Die alte Markgrafenstadt Durlach kennen viele gut aus ihrer wechselvollen weltlich-politischen Geschichte. Weniger bekannt sind dagegen die Erlebnisse der Menschen aus Durlach, die sie mit den Grenzgebieten der menschlichen Erfahrung gemacht haben. Das sind manchmal fast unglaubliche Erlebnisse. Was für Gedanken haben sich die Menschen darüber gemacht? Da gibt es Überlieferungen von verborgenen Schätzen, es gibt Geschichten von Alchemisten, von Geheimgesellschaften und von rätselhaftem Spuk. Es gibt Bräuche, Volksglauben und amüsante Sagen. Außerdem: Gab es Hexenverfolgung in Durlach? War Doktor Faust in Durlach?
Diese heimatverbundenen Themen finden heute wieder zunehmend Interesse. Vieles von dem, was früher unerklärlich erschien, ist heute erklärbar bzw. ist aktuelles Forschungsgebiet.
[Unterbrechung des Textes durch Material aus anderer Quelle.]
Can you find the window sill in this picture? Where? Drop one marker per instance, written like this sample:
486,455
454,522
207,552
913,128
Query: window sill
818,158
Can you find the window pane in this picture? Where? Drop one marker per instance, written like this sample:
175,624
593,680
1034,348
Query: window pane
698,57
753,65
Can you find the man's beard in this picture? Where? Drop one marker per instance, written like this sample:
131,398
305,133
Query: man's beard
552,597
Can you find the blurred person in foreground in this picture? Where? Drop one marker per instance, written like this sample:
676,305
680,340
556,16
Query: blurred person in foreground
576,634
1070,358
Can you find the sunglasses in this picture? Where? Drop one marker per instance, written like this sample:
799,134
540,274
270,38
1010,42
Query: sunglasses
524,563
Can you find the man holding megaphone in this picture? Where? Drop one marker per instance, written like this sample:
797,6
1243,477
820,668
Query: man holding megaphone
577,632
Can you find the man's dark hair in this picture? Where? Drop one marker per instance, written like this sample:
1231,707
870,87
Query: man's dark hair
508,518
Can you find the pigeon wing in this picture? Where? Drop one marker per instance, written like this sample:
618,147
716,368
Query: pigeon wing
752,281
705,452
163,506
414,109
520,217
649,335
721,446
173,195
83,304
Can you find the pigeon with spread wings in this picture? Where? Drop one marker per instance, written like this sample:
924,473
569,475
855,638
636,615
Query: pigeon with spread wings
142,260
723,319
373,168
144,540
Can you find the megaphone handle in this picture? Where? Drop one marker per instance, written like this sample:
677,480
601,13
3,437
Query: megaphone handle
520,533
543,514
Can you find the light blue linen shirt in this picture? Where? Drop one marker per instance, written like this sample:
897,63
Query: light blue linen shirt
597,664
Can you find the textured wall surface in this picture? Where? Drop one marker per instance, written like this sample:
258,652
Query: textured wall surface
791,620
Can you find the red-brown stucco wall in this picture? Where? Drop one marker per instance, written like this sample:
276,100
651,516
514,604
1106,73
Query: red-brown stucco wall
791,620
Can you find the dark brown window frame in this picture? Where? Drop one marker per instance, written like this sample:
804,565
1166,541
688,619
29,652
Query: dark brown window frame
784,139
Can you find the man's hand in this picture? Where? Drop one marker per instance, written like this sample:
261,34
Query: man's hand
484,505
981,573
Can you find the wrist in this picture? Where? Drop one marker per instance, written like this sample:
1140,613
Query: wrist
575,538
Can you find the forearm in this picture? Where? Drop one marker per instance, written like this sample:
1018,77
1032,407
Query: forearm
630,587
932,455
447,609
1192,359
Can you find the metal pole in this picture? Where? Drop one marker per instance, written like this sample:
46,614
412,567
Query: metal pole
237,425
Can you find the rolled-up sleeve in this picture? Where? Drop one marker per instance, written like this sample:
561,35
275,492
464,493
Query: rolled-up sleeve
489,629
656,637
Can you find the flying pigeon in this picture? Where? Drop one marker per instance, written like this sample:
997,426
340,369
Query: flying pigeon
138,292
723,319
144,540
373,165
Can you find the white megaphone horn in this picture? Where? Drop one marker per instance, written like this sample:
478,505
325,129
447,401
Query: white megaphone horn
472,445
Von den Erlebnissen der Menschen, von Erklärungen und kulturgeschichtlichen Zusammenhängen berichtet der Vortrag. „Wir werden eine Zeitreise durch die Grenzgebiete erleben, die im 20. Jahrhundert beginnt und uns immer weiter in Durlachs Geschichte führt. Dabei werden wir auch dem Markgrafen Karl Wilhelm (1679-1738) sowie der Markgräfin Luise Karoline (1723-1783) begegnen sowie Franz Anton Mesmer (1734-1815) und Johann Heinrich Jung-Stilling (1740-1817)“, so der historischer Verein in seiner Mitteilung.
Zum Referenten
Jürgen Wipfler ist Heimatforscher, Steuerberater und Buchautor von „Geister, Gold, geheimnisvolle Orte des Nordschwarzwalds“, sowie von „Geheimnisvolle Kraichgausagen“. Der Verfasser beschäftigt sich seit Jahrzehnten mit den Grenzgebieten der menschlichen Erfahrung und ist Mitglied in einer wissenschaftlich arbeitenden Gesellschaft für Parapsychologie (WGFP in Freiburg). Dazu kommen vielfältige eigene Erfahrungen auf den Gebieten der Grenzwissenschaften sowie die Auswertung der Literatur zu außergewöhnlichen menschlichen Erfahrungen – auch dies sind Gebiete der Heimatgeschichte.
Der Eintritt ist frei, Spenden willkommen.